September 15, 2017
Let the children be free; encourage them; let them run outside when it is raining; let them remove their shoes when they find a puddle of water; and, when the grass of the meadows is damp with dew, let them run on it and trample it with their bare feet; let them rest peacefully when a tree invites them to sleep beneath it’s shade; let them shout and laugh when the sun wakes them in the morning as it wakes every living creature that divides its day between waking and sleeping” ~ Maria Montessori
If you travel to Hilltop Montessori School around noon on a weekday, you might be surprised to hear chatter and laughter coming from the forest adjacent to the parking lot. Walk the short dirt path into the woods, and you’ll encounter children darting among the trees, building forts from bark and fallen branches, collecting fistfuls of acorns and pinecones, and creating a magical world of their own making. This environment offers lessons that are just as valuable as those taught inside our classrooms. Just as our morning classroom work cycle gives students the freedom to choose the “work” that they are developmentally ready for, our Elementary recess and after school time lets children choose any activities from fantasy play in the woods to developing their skateboarding skills.
In the increasingly structured and technological world in which we live, it is of utmost importance to provide children with unstructured play time in the natural world. At Hilltop, Elementary Recess and After Care are both designed to offer this time for children to engage in imaginative, free play within a safe, supervised environment – often in “Haytown”. The name “Haytown” has been around for years! Originally children collected cut grass from the freshly mowed fields and used that as their currency.
For our elementary students, social-emotional learning is a component of free play that we support during Recess and After Care. Children are constantly driven to resolve conflict with peers, collaborate on long-term projects, negotiate around shared resources, and make decisions to reach their own goals. We repeatedly see children devising compromises to divvy up bricks, logs, acorns, etc., working in a group for weeks at a time on elaborate forest dwellings, and learning to navigate the socially tricky ins and outs of running a Haytown business. Outside of Haytown, we often observe groups of students working together to develop rules and guidelines for games like Four Square, Capture the Flag, and Monkey Bar Tag.

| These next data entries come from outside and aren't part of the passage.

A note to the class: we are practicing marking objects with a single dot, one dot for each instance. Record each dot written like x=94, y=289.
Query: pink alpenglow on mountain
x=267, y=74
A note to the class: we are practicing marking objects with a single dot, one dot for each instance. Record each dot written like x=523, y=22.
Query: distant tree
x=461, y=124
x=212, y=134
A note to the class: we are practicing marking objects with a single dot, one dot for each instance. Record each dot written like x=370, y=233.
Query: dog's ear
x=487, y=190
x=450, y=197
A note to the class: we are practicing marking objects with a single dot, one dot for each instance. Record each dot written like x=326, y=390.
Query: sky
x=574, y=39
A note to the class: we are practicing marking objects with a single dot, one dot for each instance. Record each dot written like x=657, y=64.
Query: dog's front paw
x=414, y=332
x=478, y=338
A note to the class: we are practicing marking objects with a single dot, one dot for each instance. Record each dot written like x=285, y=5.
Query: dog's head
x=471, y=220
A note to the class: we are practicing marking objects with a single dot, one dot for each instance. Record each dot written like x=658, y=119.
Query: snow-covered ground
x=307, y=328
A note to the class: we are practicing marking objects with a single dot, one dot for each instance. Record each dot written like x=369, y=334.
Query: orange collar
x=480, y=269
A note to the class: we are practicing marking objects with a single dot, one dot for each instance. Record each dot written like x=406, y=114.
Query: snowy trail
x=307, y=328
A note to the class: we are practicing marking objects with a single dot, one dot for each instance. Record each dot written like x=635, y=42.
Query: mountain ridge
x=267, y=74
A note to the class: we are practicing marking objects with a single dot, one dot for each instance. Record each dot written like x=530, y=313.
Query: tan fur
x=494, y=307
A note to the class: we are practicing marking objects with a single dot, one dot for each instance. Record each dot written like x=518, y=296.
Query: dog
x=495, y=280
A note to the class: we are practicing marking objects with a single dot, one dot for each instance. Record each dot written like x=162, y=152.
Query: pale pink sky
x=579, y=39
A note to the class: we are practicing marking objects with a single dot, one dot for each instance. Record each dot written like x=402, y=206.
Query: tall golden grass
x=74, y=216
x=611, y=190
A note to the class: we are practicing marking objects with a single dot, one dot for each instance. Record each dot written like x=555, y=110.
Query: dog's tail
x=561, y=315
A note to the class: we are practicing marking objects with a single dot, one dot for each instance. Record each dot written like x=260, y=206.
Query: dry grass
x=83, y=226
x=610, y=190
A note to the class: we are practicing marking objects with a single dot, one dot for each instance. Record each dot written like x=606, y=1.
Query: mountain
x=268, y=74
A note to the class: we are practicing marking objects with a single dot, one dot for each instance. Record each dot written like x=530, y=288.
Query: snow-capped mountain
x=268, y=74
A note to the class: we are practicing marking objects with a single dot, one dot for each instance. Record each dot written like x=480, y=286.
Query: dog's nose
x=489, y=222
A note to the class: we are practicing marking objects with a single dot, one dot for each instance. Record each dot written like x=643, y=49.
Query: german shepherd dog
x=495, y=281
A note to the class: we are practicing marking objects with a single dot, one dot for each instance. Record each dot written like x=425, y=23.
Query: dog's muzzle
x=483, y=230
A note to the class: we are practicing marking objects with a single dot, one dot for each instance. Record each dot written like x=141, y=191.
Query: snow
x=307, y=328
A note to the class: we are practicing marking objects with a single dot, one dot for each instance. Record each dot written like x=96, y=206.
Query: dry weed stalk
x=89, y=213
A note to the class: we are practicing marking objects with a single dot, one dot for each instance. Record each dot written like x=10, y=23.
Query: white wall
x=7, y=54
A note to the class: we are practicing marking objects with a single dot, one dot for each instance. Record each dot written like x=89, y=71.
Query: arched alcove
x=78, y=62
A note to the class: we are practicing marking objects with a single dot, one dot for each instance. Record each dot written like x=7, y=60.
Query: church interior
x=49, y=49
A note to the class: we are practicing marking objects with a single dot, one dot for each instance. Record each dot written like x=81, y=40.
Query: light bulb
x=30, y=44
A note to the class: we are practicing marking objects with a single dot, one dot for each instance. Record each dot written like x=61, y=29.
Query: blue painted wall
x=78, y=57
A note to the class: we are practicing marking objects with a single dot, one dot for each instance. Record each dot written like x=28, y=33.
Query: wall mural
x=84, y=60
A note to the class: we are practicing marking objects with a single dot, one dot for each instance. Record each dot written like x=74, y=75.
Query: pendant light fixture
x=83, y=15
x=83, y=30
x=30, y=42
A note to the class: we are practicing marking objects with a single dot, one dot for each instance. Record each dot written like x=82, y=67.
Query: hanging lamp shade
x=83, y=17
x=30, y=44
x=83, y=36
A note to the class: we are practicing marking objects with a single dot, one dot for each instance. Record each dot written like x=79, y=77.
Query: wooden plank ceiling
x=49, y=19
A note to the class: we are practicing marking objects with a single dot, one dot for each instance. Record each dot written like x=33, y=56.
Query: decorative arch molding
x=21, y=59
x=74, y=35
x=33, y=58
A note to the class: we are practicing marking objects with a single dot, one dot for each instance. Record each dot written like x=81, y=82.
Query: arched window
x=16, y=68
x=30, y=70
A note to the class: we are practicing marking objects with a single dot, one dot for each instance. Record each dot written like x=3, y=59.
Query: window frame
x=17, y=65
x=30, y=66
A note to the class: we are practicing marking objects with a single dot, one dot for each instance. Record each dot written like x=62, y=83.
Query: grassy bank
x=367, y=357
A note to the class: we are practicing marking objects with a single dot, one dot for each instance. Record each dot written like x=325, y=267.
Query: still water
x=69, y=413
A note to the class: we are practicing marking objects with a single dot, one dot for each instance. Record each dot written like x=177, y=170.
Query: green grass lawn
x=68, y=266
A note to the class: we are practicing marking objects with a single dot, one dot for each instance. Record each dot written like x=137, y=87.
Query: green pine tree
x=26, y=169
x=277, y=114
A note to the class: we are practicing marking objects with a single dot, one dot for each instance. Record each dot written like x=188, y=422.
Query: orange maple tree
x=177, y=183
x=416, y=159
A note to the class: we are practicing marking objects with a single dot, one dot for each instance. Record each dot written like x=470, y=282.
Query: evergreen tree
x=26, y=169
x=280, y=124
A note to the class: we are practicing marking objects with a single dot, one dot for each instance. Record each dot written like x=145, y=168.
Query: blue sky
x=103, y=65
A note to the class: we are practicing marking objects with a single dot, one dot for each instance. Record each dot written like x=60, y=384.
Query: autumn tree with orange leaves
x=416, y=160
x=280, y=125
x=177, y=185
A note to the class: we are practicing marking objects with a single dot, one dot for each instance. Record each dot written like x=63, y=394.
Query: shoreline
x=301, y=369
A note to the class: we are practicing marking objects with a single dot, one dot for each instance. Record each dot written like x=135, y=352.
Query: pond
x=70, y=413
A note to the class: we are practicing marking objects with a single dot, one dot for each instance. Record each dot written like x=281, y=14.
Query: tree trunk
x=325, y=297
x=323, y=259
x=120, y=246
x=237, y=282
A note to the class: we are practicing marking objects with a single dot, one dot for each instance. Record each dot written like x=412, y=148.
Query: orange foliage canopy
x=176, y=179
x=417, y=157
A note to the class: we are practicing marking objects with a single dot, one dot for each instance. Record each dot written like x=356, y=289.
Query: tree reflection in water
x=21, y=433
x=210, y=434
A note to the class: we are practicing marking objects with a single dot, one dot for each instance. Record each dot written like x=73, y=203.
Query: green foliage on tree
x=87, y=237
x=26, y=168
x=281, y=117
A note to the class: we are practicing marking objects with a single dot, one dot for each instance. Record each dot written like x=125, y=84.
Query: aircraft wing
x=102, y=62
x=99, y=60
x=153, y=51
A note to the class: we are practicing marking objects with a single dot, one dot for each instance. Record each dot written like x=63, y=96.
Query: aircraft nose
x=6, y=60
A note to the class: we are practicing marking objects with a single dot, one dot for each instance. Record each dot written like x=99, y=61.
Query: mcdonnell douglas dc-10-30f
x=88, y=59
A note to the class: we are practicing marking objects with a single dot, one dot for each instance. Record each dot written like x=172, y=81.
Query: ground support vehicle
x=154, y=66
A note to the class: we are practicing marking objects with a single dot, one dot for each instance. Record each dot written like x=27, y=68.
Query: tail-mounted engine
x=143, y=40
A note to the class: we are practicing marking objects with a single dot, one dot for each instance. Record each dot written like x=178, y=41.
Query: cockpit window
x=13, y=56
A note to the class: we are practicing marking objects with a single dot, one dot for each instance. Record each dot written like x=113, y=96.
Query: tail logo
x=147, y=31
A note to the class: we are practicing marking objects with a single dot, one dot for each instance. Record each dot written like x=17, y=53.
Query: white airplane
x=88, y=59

Another enormous benefit of unstructured play is physical fitness and dexterity. Practicing pull ups on the monkey bars, lugging logs through Haytown to build a fort, learning how to ride a unicycle, balancing on a fallen log in the woods; these activities allow children to build their strength and coordination through play.
Finally, playing in the natural world allows children to expand their sense of wonder, creativity, and imagination. The economy within Haytown is living testament. Children open restaurants, antique shops, insurance agencies, newspaper publishers, general stores, arcades, and drive throughs. Customers looking to buy goods or services can use quartz stones, known as “crystals”, to make their purchases. Children are continuously dreaming up original business schemes, finding new uses for old materials, and using their imaginations to create a true culture and community within Haytown. This is a genuine joy to observe.
So, next time you pick up your child take a moment to observe some of the amazing structures that have been built and the learning that’s occurring during that unstructured time. As Maria Montessori reminds us: “Play is the work of the child.”